Un pad ? Pourquoi faire ?

 
La poèsie n'a qu'un temps

Le 10 octobre prochain, le public français découvrira enfin Lair, petit bijou visuel édité par Factor 5, auteur par le passé de la série des Rogue Squadron. Autant dire d’emblée que si ces deux titres semblent assez éloignés l’un de l’autre, la possibilité d’établir des passerelles entre l’univers imaginé par George Lucas avec Star Wars et le monde très heroic-fantasy mis en valeur dans Lair n’est pas négligeable. Dans les deux cas, l’aspect céleste et la sensation de vertige est omniprésente. Et même si c’est davantage à dos de dragon et non aux commandes de gigantesques vaisseaux spatiaux que vous fendrez les airs, des similitudes subsistes. Indéniablement.

Toujours est-il qu’ici, vous incarnez Rohn, membre de la Garde Céleste d’Asylia, Royaume dont la cité-forteresse ressemble fortement à Minas Tirith. Au cours d’un discours pompeux dicté par un politicien que l’on sent déjà corrompu, des catapultes Makai, le voisin qui ne s’était jamais montré hostile auparavant, s’attaquent aux avant-postes de la cité. Contentons-nous de ce préambule, regroupant nombre de clichés du genre, car il vaut mieux passer sous silence un gag assez affligeant à base de ronflements. Ni une ni deux, nous voilà donc face à notre monture de muscles et d’écailles, prêt à contrecarrer l’offensive ennemie. Et c’est à ces instants précis, lorsque la créature émerge des profondeurs de son enclos et que Rohn adresse une caresse amicale à sa partenaire (oui c’est une dragonne dont il s’agit), oui c’est à ces moments-là que le jeu prend enfin tout son sens.

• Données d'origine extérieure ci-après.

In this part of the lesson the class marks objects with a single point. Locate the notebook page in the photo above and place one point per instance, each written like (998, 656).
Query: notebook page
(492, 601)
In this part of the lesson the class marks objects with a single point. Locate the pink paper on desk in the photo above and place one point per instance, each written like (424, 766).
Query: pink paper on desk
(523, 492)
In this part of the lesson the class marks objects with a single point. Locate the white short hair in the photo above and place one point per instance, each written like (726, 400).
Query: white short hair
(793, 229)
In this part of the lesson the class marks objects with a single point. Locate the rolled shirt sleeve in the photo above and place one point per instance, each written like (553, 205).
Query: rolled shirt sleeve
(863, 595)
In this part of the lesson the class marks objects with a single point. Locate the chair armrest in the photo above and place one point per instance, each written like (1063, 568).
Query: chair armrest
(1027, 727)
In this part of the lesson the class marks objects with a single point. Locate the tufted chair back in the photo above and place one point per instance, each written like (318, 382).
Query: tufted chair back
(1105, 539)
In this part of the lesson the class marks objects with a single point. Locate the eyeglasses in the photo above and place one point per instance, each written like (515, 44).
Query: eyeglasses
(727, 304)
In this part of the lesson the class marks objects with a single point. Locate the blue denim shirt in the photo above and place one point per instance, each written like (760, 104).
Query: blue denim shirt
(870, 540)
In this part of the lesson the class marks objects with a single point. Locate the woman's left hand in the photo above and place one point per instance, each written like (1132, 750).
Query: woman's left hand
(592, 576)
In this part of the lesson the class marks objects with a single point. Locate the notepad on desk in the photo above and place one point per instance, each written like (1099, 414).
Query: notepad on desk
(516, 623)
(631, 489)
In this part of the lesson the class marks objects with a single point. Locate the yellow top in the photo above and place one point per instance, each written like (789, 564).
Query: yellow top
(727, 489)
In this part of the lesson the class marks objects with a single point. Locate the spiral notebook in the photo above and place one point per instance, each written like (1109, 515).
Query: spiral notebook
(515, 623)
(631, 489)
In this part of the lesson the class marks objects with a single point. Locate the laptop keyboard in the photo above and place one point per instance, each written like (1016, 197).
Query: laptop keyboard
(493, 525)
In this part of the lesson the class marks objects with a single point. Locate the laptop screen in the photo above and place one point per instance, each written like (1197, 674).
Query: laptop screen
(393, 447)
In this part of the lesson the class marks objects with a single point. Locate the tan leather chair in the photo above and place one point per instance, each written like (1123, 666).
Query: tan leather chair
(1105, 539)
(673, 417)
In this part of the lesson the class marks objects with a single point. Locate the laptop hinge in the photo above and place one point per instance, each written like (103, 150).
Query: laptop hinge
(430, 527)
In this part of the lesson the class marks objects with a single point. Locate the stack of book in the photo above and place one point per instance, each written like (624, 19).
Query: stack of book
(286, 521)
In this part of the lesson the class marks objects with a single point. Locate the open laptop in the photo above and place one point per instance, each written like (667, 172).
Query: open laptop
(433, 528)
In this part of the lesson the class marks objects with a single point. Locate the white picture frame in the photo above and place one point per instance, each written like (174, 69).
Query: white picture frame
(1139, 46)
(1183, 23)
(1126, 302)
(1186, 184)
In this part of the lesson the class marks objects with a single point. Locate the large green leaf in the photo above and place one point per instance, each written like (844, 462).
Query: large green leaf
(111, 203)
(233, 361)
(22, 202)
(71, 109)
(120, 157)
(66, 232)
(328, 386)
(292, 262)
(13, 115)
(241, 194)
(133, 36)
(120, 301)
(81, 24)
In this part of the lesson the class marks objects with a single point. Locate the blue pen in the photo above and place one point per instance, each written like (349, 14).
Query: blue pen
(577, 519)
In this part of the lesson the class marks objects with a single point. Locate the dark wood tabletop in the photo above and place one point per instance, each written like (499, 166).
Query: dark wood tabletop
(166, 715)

Quel plaisir grisant de survoler majestueusement des territoires immenses, où se dressent tours, contreforts et bâtiments de toutes sortes, guidé que nous sommes par une musique enivrante et en adéquation avec l’univers. On frémit et s’impatiente déjà à l’idée de maîtriser parfaitement les commandes pour dompter notre créature et profiter pleinement de ses arabesques, volte-face et plongées dans les vallées stériles du Royaume. Le plaisir visuel est à son apogée… et la Sixaxis nous ramène sur terre.